Differentiate implicitly to find $\frac{d y}{d x}$. Then, find the slope of the curve at the given point. \[ x^{2}-3 y^{2}=-4 ; \quad(\sqrt{5}, \sqrt{3}) \] \[ \frac{d y}{d x}= \]

Step 1 ：Given the equation \(x^{2}-3 y^{2}=-4\), we can differentiate both sides with respect to \(x\).

Step 2 ：Applying the power rule, we get \(2x - 3 \cdot 2y \cdot \frac{dy}{dx} = 0\).

Step 3 ：Rearranging the equation, we get \(\frac{dy}{dx} = \frac{2x}{6y}\).

Step 4 ：Simplifying the equation, we get \(\frac{dy}{dx} = \frac{x}{3y}\).

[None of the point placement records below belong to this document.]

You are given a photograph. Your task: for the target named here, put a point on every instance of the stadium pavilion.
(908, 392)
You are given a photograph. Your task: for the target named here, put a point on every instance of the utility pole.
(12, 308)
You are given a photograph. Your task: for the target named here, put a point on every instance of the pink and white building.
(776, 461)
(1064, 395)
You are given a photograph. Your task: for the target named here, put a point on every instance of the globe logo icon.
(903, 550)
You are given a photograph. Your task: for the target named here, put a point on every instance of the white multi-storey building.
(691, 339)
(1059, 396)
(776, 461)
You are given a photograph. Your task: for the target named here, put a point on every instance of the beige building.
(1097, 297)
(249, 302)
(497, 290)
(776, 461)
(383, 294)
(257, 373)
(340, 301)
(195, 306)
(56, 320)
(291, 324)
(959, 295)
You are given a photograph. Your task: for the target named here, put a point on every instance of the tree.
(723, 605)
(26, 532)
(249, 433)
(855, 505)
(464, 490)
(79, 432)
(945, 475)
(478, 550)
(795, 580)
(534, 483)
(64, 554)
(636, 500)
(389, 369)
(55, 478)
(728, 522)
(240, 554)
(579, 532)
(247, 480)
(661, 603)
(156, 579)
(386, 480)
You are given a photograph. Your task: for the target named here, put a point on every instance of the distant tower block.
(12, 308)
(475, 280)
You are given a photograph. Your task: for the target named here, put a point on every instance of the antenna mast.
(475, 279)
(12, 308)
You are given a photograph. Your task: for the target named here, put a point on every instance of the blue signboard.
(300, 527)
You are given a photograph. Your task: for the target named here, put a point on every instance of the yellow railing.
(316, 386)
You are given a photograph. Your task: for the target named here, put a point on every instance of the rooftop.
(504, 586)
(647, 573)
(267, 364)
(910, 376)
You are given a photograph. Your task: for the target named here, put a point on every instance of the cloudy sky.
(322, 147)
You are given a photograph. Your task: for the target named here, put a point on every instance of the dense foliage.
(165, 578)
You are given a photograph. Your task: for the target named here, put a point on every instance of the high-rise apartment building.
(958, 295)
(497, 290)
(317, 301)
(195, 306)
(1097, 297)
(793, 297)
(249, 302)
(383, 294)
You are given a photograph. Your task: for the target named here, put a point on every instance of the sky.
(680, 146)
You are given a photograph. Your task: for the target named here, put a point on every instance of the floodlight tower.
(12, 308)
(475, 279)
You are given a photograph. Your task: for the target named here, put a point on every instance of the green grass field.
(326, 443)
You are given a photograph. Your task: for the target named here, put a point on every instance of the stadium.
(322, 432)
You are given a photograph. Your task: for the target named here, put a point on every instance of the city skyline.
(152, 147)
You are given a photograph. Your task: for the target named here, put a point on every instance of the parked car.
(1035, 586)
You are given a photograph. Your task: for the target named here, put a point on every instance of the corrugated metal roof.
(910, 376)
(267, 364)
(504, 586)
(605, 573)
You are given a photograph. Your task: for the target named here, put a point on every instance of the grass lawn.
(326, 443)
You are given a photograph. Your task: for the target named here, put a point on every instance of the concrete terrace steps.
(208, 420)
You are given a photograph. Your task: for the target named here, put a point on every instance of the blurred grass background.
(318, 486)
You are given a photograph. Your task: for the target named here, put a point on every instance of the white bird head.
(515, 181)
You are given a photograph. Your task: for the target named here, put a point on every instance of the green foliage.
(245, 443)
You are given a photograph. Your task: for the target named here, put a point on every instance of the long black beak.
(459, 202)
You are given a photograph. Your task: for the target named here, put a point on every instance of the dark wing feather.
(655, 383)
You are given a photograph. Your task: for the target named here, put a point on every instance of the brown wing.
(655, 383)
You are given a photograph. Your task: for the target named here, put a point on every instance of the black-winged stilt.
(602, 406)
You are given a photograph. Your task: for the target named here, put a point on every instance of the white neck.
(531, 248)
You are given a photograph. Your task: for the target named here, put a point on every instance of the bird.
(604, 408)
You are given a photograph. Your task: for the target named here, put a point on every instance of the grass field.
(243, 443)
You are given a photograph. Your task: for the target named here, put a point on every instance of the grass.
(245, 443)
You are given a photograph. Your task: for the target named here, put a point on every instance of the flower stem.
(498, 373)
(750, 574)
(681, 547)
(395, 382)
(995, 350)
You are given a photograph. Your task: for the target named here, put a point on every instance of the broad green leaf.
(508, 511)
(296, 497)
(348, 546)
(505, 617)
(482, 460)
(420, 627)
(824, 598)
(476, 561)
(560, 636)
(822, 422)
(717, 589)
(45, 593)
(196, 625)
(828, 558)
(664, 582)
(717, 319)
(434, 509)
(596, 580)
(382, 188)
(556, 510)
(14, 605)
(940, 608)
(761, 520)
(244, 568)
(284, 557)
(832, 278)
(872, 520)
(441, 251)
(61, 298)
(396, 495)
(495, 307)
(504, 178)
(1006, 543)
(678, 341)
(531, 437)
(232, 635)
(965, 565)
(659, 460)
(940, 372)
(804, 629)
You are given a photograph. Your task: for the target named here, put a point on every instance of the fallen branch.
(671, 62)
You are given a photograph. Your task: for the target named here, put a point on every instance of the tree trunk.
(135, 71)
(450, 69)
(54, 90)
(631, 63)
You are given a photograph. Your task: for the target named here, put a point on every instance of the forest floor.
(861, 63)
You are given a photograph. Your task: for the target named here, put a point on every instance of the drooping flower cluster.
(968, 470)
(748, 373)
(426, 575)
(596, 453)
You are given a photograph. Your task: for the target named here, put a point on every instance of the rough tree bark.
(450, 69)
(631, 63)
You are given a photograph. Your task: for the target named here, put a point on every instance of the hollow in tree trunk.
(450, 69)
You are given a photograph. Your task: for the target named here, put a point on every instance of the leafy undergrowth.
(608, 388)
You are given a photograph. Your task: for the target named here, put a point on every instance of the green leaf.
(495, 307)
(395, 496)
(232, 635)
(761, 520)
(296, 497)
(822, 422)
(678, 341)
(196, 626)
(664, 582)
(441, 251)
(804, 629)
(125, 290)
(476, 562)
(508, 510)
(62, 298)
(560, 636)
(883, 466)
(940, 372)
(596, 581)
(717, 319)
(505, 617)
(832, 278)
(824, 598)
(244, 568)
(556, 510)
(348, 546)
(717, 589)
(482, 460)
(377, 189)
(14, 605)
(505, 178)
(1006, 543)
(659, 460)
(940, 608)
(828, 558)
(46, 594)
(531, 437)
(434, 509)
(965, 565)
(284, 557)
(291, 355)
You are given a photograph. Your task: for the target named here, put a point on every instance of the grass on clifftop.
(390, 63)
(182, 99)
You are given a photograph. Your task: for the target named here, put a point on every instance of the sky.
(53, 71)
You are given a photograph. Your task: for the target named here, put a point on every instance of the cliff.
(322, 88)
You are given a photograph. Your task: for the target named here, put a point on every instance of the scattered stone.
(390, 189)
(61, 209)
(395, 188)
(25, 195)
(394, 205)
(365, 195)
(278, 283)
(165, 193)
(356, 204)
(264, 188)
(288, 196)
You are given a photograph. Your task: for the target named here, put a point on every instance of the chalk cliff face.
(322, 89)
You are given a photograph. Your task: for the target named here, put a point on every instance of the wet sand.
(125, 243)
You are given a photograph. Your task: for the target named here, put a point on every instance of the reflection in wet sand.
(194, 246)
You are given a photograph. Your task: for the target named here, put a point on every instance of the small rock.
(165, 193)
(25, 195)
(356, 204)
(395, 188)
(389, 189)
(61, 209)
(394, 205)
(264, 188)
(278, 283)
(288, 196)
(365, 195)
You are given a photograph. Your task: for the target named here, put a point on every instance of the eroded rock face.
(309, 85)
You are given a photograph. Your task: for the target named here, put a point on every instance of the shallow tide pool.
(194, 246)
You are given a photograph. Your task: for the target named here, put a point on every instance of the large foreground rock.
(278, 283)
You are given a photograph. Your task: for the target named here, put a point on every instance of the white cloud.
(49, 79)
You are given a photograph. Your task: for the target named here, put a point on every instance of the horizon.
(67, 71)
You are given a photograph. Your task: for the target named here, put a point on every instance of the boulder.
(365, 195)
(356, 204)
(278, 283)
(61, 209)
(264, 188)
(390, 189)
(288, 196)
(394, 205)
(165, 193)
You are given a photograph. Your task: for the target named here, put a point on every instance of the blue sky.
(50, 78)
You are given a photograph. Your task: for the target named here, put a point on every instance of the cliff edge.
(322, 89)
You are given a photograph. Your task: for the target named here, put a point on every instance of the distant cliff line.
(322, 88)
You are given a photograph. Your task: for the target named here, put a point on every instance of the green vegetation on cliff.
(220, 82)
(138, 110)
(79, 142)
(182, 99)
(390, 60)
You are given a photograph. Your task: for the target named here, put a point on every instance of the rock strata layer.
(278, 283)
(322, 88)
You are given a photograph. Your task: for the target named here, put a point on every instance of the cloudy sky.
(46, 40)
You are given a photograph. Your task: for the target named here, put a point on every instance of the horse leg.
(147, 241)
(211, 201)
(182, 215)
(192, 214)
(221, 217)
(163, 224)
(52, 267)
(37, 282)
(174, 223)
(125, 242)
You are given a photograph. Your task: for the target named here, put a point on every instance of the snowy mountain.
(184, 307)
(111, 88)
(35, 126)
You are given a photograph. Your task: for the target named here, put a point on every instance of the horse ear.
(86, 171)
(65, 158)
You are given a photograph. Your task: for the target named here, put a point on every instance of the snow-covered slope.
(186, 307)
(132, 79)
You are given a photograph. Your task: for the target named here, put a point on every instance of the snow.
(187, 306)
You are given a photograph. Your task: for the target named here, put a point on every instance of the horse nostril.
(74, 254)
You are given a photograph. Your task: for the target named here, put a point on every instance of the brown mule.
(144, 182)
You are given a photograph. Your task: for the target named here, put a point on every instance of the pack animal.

Step 5 ：Substitute the given point \((\sqrt{5}, \sqrt{3})\) into the equation, we get \(\frac{dy}{dx} = \frac{\sqrt{5}}{3\sqrt{3}}\).

Step 6 ：Simplify the equation, we get \(\frac{dy}{dx} = \frac{\sqrt{15}}{9}\).

Step 7 ：So, the slope of the curve at the given point \((\sqrt{5}, \sqrt{3})\) is \(\boxed{\frac{\sqrt{15}}{9}}\).